Katharine McLennan (19:11)

As a sales guy though, What do you love so much about it? Where's the passion? your face lights up.

 

Marc-Aurèle Stark (19:18)

A few things. I think one is just, it's awesome to be in contact with people, right? Like obviously the B2B sells and like it's more sort of abstract in that way, but you mentioned, you know, going door to door. I mean, one thing that I did in college was canvassing quite a bit, right? And it's similar to that. just, liked the human contact. I like being able to go right there and just discuss something and figure that out. I think I enjoyed the challenge of it.

 

Tony (19:18)

So.

 

Okay.

 

Marc-Aurèle Stark (19:44)

I tend to be a little bit competitive. like having a quota. like, I like feeling like I can

 

tangibly have a tangible impact. can quantitatively say how much I've done essentially. And I think that's kind of cool, right? It's like in a sales job, can say, Hey, I brought in 6 million to the company this year. And that feels like a very specific impact. And it's awesome. And you feel like you can.

 

overperform and you can be better than yourself and there is a competitive element that I enjoy. And then I think it's a good school because you have to learn to deal with rejection and failure and that's something that you have to face for your entire life whether it's at work or in know life or relationships or whatever it is right. So I think it's a good school of life.

 

Tony (20:29)

The best salespeople build long-term win-win relationships and make a real difference for their customers or partners. We thought of them, maybe selling to Verizon or Best Buy or AT &T.

 

Katharine McLennan (20:29)

I look like total

 

Marc-Aurèle Stark (20:35)

Yeah.

 

Tony (20:46)

There are also huge companies and there are partners and together we're doing tens of billions of dollars of business.

 

Katharine McLennan (20:52)

Apple must be the most phenomenal case study in making something we didn't know we wanted

 

Tony (21:00)

Yeah, I mean, the really interesting thing at Apple is I think different than probably any other company, any other company, if you're in, if you're a sales leader, you have tremendous say as to what the next product will look like and how it will function.
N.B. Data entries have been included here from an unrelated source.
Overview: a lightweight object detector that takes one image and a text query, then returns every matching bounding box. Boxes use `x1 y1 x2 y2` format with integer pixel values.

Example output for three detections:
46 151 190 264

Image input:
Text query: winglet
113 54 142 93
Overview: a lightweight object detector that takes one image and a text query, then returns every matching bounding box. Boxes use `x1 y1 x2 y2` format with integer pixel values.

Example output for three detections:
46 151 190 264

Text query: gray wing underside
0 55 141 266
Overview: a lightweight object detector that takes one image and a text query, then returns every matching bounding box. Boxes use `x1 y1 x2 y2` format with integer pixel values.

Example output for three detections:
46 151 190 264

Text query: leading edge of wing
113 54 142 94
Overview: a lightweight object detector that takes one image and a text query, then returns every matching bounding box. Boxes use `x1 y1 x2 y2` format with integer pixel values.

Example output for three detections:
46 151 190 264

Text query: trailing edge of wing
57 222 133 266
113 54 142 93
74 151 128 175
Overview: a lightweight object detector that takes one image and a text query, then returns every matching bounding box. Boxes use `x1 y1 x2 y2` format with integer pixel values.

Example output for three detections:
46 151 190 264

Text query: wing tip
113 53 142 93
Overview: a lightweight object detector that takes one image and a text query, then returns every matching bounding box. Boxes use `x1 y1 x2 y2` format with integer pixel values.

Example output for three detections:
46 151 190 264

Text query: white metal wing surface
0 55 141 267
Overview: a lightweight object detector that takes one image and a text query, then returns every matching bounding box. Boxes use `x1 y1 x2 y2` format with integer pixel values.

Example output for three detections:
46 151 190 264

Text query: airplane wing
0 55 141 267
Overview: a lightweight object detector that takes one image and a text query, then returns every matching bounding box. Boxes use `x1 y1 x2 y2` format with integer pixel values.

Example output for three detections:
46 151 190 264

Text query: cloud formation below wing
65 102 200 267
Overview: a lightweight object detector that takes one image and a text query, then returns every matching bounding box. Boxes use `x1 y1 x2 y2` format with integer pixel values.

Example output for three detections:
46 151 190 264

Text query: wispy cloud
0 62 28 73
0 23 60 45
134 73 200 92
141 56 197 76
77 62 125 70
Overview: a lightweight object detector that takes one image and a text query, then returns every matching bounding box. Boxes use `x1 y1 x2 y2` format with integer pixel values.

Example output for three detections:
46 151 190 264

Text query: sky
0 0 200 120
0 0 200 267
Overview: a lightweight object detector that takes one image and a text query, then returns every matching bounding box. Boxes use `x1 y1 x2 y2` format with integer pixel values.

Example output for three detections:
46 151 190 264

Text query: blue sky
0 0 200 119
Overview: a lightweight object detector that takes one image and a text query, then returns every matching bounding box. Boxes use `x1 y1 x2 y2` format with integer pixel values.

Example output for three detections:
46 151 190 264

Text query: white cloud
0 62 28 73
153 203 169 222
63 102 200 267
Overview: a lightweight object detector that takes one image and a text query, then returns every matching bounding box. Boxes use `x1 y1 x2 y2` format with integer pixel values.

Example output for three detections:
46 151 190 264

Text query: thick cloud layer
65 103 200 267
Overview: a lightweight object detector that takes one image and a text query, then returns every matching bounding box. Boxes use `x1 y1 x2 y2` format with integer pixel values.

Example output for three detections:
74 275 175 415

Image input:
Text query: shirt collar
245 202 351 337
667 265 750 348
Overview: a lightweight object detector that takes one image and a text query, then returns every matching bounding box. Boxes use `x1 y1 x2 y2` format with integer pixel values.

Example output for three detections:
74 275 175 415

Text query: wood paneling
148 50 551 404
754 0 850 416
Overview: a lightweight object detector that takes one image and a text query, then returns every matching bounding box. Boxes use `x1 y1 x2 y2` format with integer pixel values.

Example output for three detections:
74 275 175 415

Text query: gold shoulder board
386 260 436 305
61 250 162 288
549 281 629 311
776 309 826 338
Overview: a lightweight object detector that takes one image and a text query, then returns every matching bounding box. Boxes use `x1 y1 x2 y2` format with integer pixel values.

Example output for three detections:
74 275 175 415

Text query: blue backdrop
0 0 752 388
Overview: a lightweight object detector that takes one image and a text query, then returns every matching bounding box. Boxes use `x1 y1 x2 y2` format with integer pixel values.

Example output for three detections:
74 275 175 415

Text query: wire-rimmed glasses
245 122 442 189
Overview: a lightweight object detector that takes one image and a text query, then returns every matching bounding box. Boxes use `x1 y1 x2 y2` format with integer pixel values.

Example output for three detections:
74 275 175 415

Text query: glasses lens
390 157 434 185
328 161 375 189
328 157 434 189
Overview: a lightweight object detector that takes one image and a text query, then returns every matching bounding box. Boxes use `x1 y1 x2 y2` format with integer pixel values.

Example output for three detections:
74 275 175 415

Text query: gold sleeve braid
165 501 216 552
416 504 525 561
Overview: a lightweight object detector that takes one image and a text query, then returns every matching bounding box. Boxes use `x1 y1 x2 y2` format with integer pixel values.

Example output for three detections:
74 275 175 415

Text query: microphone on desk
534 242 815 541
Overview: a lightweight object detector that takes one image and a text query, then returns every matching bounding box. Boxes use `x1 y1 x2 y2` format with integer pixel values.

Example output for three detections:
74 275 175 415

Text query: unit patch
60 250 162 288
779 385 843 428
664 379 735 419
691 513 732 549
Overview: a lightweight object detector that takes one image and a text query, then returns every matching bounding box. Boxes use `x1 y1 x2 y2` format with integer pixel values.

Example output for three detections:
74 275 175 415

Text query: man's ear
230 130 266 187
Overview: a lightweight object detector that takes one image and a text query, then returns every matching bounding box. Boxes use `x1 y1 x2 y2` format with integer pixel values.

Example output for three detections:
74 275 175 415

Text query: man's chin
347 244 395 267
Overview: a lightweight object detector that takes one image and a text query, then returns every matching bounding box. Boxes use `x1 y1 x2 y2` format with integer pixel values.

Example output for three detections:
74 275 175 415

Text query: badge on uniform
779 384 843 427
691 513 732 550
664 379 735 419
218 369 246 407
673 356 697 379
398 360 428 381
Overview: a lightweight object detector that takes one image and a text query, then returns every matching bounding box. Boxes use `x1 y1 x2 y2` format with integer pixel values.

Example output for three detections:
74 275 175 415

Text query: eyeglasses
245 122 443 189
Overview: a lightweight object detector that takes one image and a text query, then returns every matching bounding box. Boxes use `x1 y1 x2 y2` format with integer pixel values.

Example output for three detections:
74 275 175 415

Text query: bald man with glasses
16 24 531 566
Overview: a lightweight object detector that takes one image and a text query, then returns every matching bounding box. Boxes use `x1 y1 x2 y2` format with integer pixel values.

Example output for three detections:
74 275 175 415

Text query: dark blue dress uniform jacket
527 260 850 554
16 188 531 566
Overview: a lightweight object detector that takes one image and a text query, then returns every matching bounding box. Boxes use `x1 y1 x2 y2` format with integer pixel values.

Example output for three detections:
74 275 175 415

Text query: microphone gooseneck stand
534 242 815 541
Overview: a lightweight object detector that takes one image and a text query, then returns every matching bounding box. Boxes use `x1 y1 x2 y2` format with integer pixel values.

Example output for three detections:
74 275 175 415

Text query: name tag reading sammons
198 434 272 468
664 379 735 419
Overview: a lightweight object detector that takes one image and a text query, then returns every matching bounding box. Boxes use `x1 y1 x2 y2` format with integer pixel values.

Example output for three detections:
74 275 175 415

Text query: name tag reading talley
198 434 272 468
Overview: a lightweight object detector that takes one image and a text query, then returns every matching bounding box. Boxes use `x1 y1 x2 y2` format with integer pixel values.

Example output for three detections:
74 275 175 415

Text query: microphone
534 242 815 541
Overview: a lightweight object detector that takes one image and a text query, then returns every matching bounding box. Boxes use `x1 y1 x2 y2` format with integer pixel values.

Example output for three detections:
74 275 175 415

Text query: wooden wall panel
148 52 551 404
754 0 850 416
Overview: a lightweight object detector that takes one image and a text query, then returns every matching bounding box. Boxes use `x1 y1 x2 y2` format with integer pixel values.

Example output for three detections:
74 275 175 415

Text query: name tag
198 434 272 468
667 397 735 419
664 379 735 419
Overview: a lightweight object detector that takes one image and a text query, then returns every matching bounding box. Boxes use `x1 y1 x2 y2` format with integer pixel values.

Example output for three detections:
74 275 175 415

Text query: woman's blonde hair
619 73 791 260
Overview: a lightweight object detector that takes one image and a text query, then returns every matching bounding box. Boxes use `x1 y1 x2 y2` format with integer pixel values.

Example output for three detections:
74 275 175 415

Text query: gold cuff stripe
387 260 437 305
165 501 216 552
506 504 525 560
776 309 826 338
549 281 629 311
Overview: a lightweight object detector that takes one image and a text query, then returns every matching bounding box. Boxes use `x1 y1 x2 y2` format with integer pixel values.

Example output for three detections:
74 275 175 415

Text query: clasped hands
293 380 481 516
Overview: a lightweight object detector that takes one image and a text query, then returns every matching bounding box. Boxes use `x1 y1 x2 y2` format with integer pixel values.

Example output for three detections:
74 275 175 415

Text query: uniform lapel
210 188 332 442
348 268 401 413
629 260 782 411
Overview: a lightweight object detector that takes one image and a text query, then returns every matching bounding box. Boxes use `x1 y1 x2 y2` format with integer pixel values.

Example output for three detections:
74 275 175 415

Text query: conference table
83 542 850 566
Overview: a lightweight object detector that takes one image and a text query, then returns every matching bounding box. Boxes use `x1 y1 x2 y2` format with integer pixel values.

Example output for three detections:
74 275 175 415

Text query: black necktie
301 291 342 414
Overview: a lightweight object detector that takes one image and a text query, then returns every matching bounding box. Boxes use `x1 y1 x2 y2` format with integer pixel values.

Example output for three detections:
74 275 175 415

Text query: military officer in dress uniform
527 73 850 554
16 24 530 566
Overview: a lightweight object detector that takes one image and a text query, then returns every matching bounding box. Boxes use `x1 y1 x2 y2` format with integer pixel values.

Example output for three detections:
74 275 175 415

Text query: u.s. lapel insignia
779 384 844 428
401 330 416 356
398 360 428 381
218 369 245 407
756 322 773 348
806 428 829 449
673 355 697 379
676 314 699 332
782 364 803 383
If you're a sales leader at Apple, you have no idea what the next product will be until it's launched. You have zero input at all. you know, unless you're the most senior executive, then you might get it unveiled to you say, here's a sneak peek of what it will look like.

 

you know, in great secrecy, but you still don't have input to it. So it's a real difference. So in Apple, you're like, okay, here's the product. I, okay, it's a surprise to me too. I'm going to go sell it.

 

Katharine McLennan (21:32)

Wow.

 

That is amazing.

 

And going back to Mark, even the fact that you're describing an AI as something that you're only just beginning to understand, how can we possibly know what we'll be selling?

 

Marc-Aurèle Stark (21:52)

I can tell you essentially some examples, but I think ultimately just to take it a bit, like take a step back, I think ultimately this is what brings me back to education. think ultimately what's exciting is that this is ever changing. And so it's about constantly learning. And that's something I like, right? It's the idea that I can never rest on my laurels. I can never sort of just always have the same sort of playbook that I'm using, but I have to very much adapt to how things are changing to.

 

Tony (22:14)

So,

 

Marc-Aurèle Stark (22:20)

this product to the impact it's making. And it's sort of a loop where the more you talk to customers into how they're using the product, into how this is impacting them, the more you understand and you think about new use cases and you're developing this with them. So I think in that sense, it feels very rewarding. And that's why I'm excited about it, because I get to learn a lot. I get to shape a lot. And so that's what is

 

Tony (22:25)

thank

 

Marc-Aurèle Stark (22:41)

exciting about it.

 

Katharine McLennan (22:42)

Okay, so okay, just

 

does a salesperson do in OpenAI?

 

Marc-Aurèle Stark (22:46)

So I mean, on the B2B side, lot like all of these startups, all of these companies are building on top of these models. So if you look at a Zoom, for example, I know that they're leveraging Anthropic, for example, to now develop new features where you're on Zoom and you get all of your meeting notes immediately summarized by AI at the end, right? And you get that, right? So a lot of these companies are building on top of the current models to be able to develop new features, which I think is really interesting.

 

Katharine McLennan (22:53)

Okay.

 

Marc-Aurèle Stark (23:14)

Notion is something that people use a lot for notes, obviously that's leveraging AI.

 

Tony (23:20)

The core of what we do is a payment processor leveraging proprietary blockchain technology. But why people would come use us is because of the ways we've leveraged AI. And two examples, one is to bring

 

Marc-Aurèle Stark (23:30)

Hmm.

 

Tony (23:33)

people to donate to their favorite charitable causes using our platform. One of the things we did is use AI to scrape the government database for all 501 C3s. And there's like 1.2 million of them. And any that have enough information out there to do this, it automatically created a summary page for each one of these nonprofits saying, here's what we do and here's why you should donate to us, basically.

 

So we ended up with 300,000 summary pages of nonprofits and created a search function to be able to target exactly what you want in the locality that you want. And you can make a bundle of nonprofits then that say you care about dog welfare in Tuscaloosa, Alabama, you can find and create that right now. But to hire humans, to scrape the government database of 2.1 or 2.2 million.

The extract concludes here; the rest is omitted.